Today we’re going to get a bit meta. Just as important, if not more important, than science is the science of science itself. How do we know if the papers being published every day of the week are of a high enough standard to be trusted and to take human knowledge forward? What proportion of them will turn out to be wrong in time? How much of this is just due to a natural progression of knowledge and how much of it is due to shoddy work that should have been rooted out pre-publication?
I think science has a problem, not a fatal one, but one that it needs to address. It is increasingly the case that journals are only interested in publishing the papers that will get the most headlines and/or the most citations thereby increasing that journal’s Impact Factor. Researchers will naturally want to publish in the journals with the highest Impact Factor and may, on occasion, massage things to help ensure they do so. There is increasingly little space for papers with a negative result or replications of previous experiments, both of which are absolutely vital to science but are not sexy or headline grabbing.
The easiest way to get published is to have a statistically significant P-value. Broadly speaking, the P-value is the likelihood that a result in an experiment could have been obtained by random chance and not as a result of whatever theory you might be testing. The smaller the P-value the more likely the hypothesis you’re testing is correct. But the problem is that there are lots of different ways to generate a P-value. Different data sets suit different types of statistical analysis and within each analysis there will be certain parameters and limits to set. How and where these limits are set can give very different results perhaps pushing a negative data set just over the margin into significance.

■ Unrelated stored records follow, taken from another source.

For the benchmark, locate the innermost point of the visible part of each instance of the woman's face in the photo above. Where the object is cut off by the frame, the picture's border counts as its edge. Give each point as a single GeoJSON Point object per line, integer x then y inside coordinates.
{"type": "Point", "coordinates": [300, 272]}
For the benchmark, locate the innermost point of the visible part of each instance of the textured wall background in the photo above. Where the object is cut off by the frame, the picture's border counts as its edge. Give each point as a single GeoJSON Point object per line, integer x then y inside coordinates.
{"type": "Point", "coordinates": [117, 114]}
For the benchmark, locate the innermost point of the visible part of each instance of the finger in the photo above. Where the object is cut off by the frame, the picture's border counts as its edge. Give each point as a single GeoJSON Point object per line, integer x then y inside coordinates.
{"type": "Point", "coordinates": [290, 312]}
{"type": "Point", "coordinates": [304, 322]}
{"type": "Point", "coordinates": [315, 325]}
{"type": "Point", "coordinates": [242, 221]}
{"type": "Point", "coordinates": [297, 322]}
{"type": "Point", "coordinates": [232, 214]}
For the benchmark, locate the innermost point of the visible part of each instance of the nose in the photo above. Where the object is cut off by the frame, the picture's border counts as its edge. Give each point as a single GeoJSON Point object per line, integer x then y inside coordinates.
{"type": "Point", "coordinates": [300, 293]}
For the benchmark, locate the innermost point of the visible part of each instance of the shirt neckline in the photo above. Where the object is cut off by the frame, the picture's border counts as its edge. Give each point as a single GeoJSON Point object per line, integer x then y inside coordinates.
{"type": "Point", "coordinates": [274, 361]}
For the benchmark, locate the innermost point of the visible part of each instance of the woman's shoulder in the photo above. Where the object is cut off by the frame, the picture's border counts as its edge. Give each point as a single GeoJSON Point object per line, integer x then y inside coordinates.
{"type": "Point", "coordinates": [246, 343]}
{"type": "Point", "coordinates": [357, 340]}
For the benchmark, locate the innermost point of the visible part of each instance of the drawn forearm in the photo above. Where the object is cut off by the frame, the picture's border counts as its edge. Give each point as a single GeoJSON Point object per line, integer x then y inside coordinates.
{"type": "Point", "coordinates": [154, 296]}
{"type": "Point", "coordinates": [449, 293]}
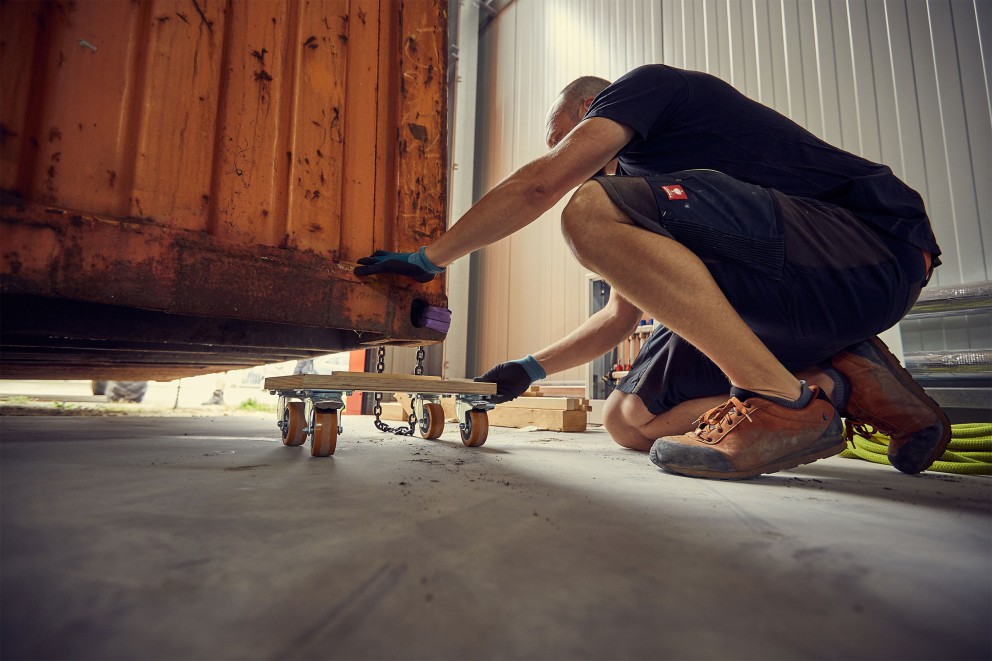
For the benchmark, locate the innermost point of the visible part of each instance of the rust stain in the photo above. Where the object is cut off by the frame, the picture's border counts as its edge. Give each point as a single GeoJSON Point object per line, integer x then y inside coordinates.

I should say that this can all be done completely innocently. Researchers won’t be malevolently thinking of ways to con the world into thinking that they have a real effect when they don’t. All of the little decisions that go into designing a research study, of any kind, can be referred to as Researcher Degrees of Freedom (RDFs). Multiple studies have now shown that the more RDFs you have the more likely there is to be significance found in the analysis. Decisions about when to stop collecting data, which observations to exclude, which comparisons to make, which data sets to combine; these all have an impact on the final results. The phenomenon has come to be known as P-Hacking.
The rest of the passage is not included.